What a season under the cult of celebrity! Moby takes a beating, Lisa Marie Presley is single again, David Lee Roth is suing Van Halen, and Kid Rock is firing guns with Carson Daly on TV. Any assorted boyhood home of Eminem sets off a multi-million-dollar bidding war on eBay's real-estate site! Future Slim Shady Gracelands are popping up all over gritty Michigan hamlets. As Mojo Nixon once said, "Elvis is everywhere," from Anna Nicole to Kelly Osbourne. As a music enthusiast, what flavored the year for you? Were you plugged in? Were you a downloader, a file-sharer, or Internet-radio listener? How many CDs did you buy? How many CDs did you burn? Record-label accounting practices and artist contracts are under fire, racing headlong into slumping CD sales and brilliantly simple record-label concepts such as iMUSIC. With upcoming releases from Johnny Marr, Monty Python's Eric Idle, and Folk Implosion, iMUSIC is attracting attention as an artist-friendly label at which musicians retain ownership of their own masters and reduced financial exposure. ... And so, dear readers, welcome to 2003. As Christmas-card lists make way for "top-10 of the year" scribbles, here are some of my favorites of the past year.

Best DJ Compilation Mix CD and Series of the Year: Gilles Peterson - Desert Island Mix (Journeys By DJ)

An early pioneer in releasing DJ mix CDs, the Journey by DJ label earlier this year re-issued one of its own lost classics of the art of the scratch, Coldcut's 70 Minutes of Madness from 1998. This tripped-out tumble down the rabbit hole is a hypnotic masterpiece, chasing the perfect beat through the "wikki-wikki" shimmy of staccato snaps and rolling loops, with Plastic Man, Mantronix, DJ Food, and Jello Biafra poking their heads up in the mix. With other turntable artists such as John Selway and The Wiseguy's DJ Touche releasing their own albums on the imprint, everything the label releases is pure gold. Most enjoyable is the latest in the series, Gilles Peterson's Desert Island Mix, a heady, jazzy mix from 1998. As the label name implies, Peterson crafts an aural journey, slowing gliding over acid-jazz beats and trip-hop landscapes with tracks by Roni Size, Lo Quatros Diablos, and Breakbeat Era. Highlights include his selection of Blaze's "My Beat," the Ballistic Brothers' "Love Supreme," 1970s African R&B siren Letta Mbulu and her classic "What's Wrong With Groovin," and Mark Murphy's "Dingwalls," a spoken-word blur on those crazy days of London jazz dancing. Afro-funk and other pop psychedelic from the past three decades float in the mix as well, such as the Rotary Connection's "Black Gold of the Sun."

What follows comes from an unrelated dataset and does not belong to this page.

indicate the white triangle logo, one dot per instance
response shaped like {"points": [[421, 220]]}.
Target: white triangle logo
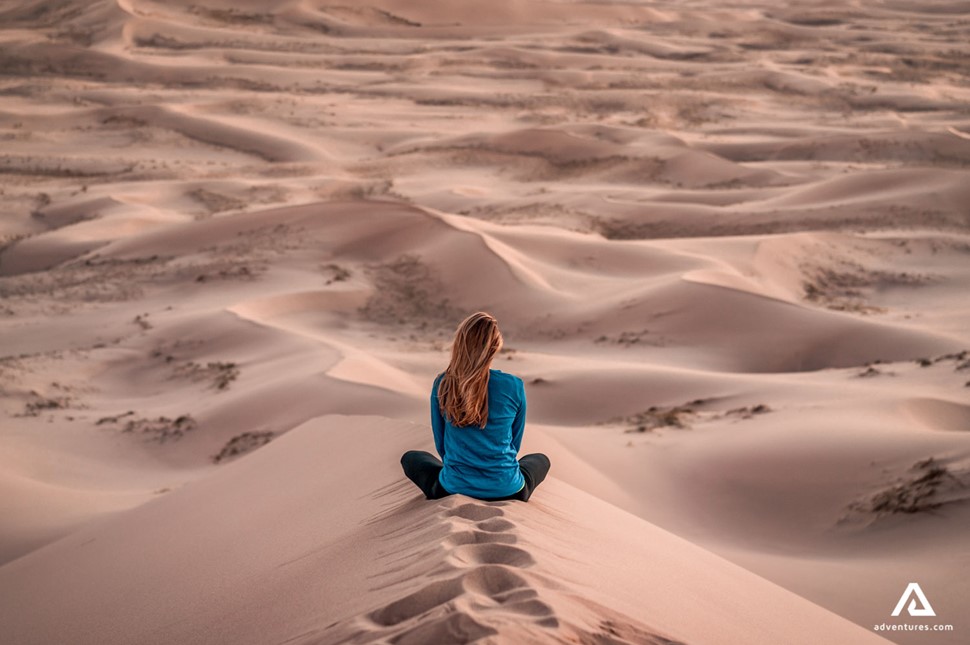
{"points": [[912, 589]]}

Most Amazing Musical Mockery of the Year: Jimmy Fallon - The Bathroom Wall (Dreamworks)

As a shining star of Saturday Night Live's faux news desk, Jimmy Fallon has followed Adam Sandler and other SNL alumni who've slipped us a peak at their clever musical talents. If you haven't caught his studio-produced single "Idiot Boyfriend" on MTV or heard his youthful lob of "Snowball" this holiday season, both are among the many musical satires scattered within this live concert. Dead-on and wickedly clever, these blistering live solo-guitar impersonations of U2, Dave Matthews, Coldplay, and the Counting Crows - singing troll-doll jingles - are simply wet-your-pants funny. Also under his "troll doll" knife: 4 Non Blondes, R.E.M., and Alanis Morissette. The campus crowd loves his stand-up, but it's this nonstop array of music masks that steal the show. 1980s nostalgia pundits are encouraged to size up his "Hammertime!" thesis - that every popular song of the day can be effectively sung to MC Hammer' s "Can't Touch This." Other musical highlights include the laid-back flannel folly of "Drinking in the Woods" and the manic "Road Rage."

Next week: more favorites of the year!

Television Alert:

The Tonight Show with Jay Leno features the Brian Setzer Orchestra on Thursday, and Kylie Minogue on Friday; The Late Show with David Letterman hosts Phish on Thursday and Darlene Love on Monday; Late Night with Conan O'Brien presents the Dave Matthews Band this evening overnight, John Mayer on Thursday overnight, and The Strokes on Monday overnight; and The Late Late Show with Craig Kilborn welcomes Tori Amos on Thursday overnight and The Goo Goo Dolls' Johnny Rzeznik on Friday overnight.